Tuesday, November 25, 2008
Sydney Spiesel at Slate.com writes about the wonders of the flu vaccine and argues that a new study from Canada demonstrates that everyone should receive the wonderful shot each year. He writes,
If we're going to give annual flu shots to children from 6 months to 19 years old, the parents of babies, pregnant women, people 50 years and older, and everyone else with a chronic disease, maybe everybody should just get it. Starting in 2000, the Canadian province of Ontario offered free flu shots to everyone older than 6 months. Fortunately for science, though perhaps not for public health, the other Canadian provinces continued to offer the flu vaccine just as we do in the United States—targeted to specific populations, like the very old, the young, and people with chronic disease. This "experiment in nature" gave Canadian public-health researchers a unique opportunity to compare the benefits of universal influenza immunization with targeted policies.

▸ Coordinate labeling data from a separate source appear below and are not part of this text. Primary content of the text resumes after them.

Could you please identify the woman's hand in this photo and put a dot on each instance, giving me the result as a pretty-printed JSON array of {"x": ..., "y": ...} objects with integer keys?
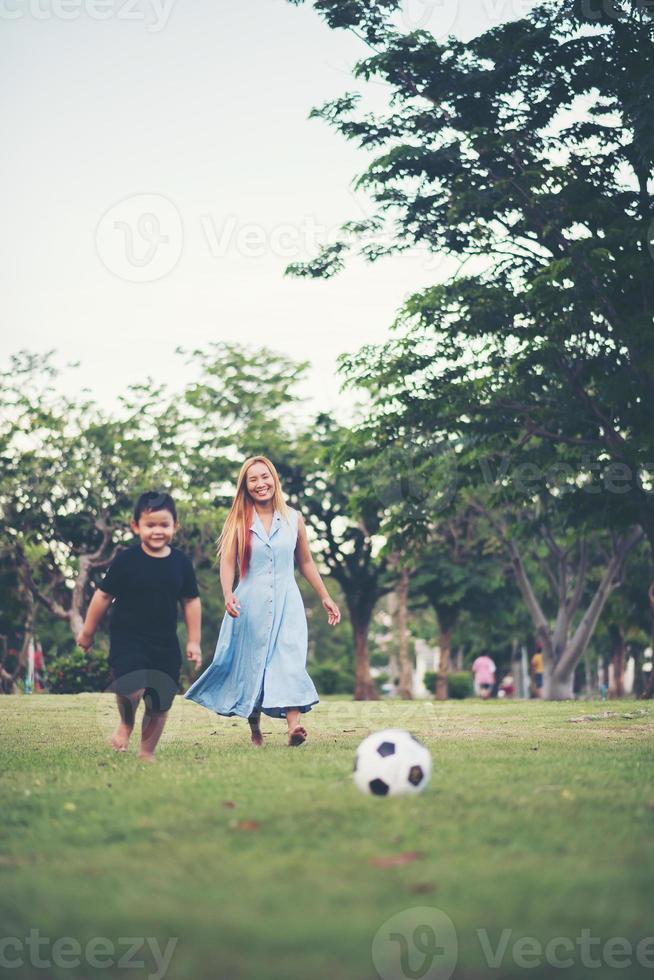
[
  {"x": 84, "y": 640},
  {"x": 194, "y": 654},
  {"x": 333, "y": 612},
  {"x": 232, "y": 606}
]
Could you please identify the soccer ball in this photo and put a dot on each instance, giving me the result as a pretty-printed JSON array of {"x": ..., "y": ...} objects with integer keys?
[{"x": 391, "y": 763}]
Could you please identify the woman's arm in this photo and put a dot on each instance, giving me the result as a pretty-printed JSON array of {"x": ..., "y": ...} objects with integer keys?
[
  {"x": 227, "y": 576},
  {"x": 193, "y": 619},
  {"x": 308, "y": 569}
]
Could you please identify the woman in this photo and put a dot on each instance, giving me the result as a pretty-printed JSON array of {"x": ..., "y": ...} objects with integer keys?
[{"x": 260, "y": 659}]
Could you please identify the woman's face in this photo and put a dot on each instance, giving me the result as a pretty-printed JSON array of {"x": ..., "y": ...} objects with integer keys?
[{"x": 260, "y": 483}]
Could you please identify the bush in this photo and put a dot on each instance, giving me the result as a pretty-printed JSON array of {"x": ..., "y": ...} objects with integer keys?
[
  {"x": 459, "y": 685},
  {"x": 430, "y": 681},
  {"x": 76, "y": 671},
  {"x": 331, "y": 678}
]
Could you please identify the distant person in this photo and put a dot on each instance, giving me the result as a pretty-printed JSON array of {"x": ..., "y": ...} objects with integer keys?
[
  {"x": 537, "y": 672},
  {"x": 146, "y": 582},
  {"x": 507, "y": 686},
  {"x": 483, "y": 670}
]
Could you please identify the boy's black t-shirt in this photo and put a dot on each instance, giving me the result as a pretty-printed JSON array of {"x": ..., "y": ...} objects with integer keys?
[{"x": 147, "y": 591}]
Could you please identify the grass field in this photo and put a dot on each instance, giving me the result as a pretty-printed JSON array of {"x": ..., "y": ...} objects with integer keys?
[{"x": 269, "y": 865}]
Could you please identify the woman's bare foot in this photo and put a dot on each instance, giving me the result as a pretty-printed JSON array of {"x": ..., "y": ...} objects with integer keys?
[
  {"x": 254, "y": 721},
  {"x": 120, "y": 738},
  {"x": 297, "y": 735}
]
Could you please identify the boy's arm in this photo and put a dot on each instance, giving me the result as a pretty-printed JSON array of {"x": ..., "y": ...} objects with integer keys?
[
  {"x": 97, "y": 608},
  {"x": 193, "y": 619}
]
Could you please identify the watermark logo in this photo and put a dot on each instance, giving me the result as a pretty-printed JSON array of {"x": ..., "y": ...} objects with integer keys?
[
  {"x": 153, "y": 13},
  {"x": 140, "y": 239},
  {"x": 438, "y": 16},
  {"x": 417, "y": 944},
  {"x": 99, "y": 953}
]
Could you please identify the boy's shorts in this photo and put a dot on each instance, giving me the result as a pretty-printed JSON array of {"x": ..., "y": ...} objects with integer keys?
[{"x": 144, "y": 664}]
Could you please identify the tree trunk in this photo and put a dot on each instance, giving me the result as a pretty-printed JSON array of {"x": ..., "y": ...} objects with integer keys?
[
  {"x": 405, "y": 689},
  {"x": 557, "y": 686},
  {"x": 364, "y": 686},
  {"x": 649, "y": 687},
  {"x": 445, "y": 643},
  {"x": 617, "y": 661}
]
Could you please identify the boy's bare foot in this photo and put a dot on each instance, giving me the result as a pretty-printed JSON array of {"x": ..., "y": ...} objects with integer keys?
[
  {"x": 255, "y": 730},
  {"x": 120, "y": 738},
  {"x": 297, "y": 735}
]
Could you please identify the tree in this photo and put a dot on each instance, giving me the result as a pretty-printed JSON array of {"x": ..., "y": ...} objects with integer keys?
[
  {"x": 345, "y": 514},
  {"x": 548, "y": 340}
]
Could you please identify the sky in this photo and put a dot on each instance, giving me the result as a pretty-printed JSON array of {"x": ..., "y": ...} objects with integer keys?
[{"x": 160, "y": 172}]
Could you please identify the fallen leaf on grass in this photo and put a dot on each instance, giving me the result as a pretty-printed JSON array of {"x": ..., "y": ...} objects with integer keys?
[
  {"x": 397, "y": 860},
  {"x": 10, "y": 862}
]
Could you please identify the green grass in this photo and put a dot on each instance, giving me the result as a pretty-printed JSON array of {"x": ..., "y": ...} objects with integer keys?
[{"x": 531, "y": 823}]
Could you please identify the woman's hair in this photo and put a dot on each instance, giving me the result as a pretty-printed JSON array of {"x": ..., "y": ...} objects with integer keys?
[{"x": 237, "y": 525}]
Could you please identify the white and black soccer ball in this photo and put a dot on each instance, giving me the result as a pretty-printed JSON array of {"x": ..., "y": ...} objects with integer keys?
[{"x": 391, "y": 763}]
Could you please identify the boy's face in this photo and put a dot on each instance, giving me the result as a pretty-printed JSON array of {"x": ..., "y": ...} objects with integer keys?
[{"x": 155, "y": 528}]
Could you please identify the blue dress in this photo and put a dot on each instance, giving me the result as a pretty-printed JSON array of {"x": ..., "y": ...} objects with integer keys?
[{"x": 260, "y": 658}]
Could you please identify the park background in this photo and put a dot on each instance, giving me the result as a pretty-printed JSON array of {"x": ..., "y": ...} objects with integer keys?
[
  {"x": 453, "y": 382},
  {"x": 185, "y": 258}
]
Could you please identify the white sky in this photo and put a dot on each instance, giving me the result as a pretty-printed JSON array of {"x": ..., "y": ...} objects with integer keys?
[{"x": 195, "y": 112}]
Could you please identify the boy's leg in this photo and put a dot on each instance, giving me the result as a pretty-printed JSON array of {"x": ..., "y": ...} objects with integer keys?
[
  {"x": 152, "y": 726},
  {"x": 158, "y": 698},
  {"x": 297, "y": 733},
  {"x": 254, "y": 721},
  {"x": 127, "y": 705}
]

Results: It's slightly dicey business to compare data from Ontario with those of the provinces that didn't enact a universal-immunization policy. Researchers can't be sure that the differences in the rate of immunization actually caused the differences in influenza diagnoses, hospitalization rates, or excess deaths. In fact, during the seven-year period under study, there was improvement in flu-vaccination rates in all the provinces. As a result, influenza statistics everywhere in Canada improved—but they improved a lot more in Ontario than in the rest of Canada. Influenza-associated deaths dropped by 57 percent in the rest of Canada, but they fell by 74 percent in Ontario. Every other statistic about influenza in Canada—flu-related cases seen in emergency rooms, doctors' offices, or hospital admissions—showed exactly the same pattern: Things are significantly better in Ontario. We do need to be a bit skeptical—that difference might, indeed, be due to some other environmental, economic, or educational difference between Ontario and the rest of Canada. But this evidence is the best we have today, and it's probably good enough to serve as a basis for changes in public-health policy. The only Ontario patients who didn't get significant benefit from flu shots were the elderly. As other studies have also shown, it seems as if it's simply harder to give the elderly good protection against flu using our standard methods of immunization, and there is active ongoing research to develop new, more potent vaccines. Meanwhile, we keep giving older people the present vaccine, hoping that at least some will benefit.
Conclusion: The next question is, Can it be done? Judging by the results in Ontario, the answer seems to be "yes" but only by providing newer sites for immunization, more easily available to the public—for instance, schools, stores, airports, train stations, even election polling sites. Should we do it? People afraid of needles are going to hate me for saying this, but yes, I think so. Extrapolating from the Canadian results, I think it is very likely that a policy of universal influenza immunization will lower hospitalization and death rates and even be economically advantageous. But, of course, it's easy for me to say: As a health care provider, I've already gotten my shot this year.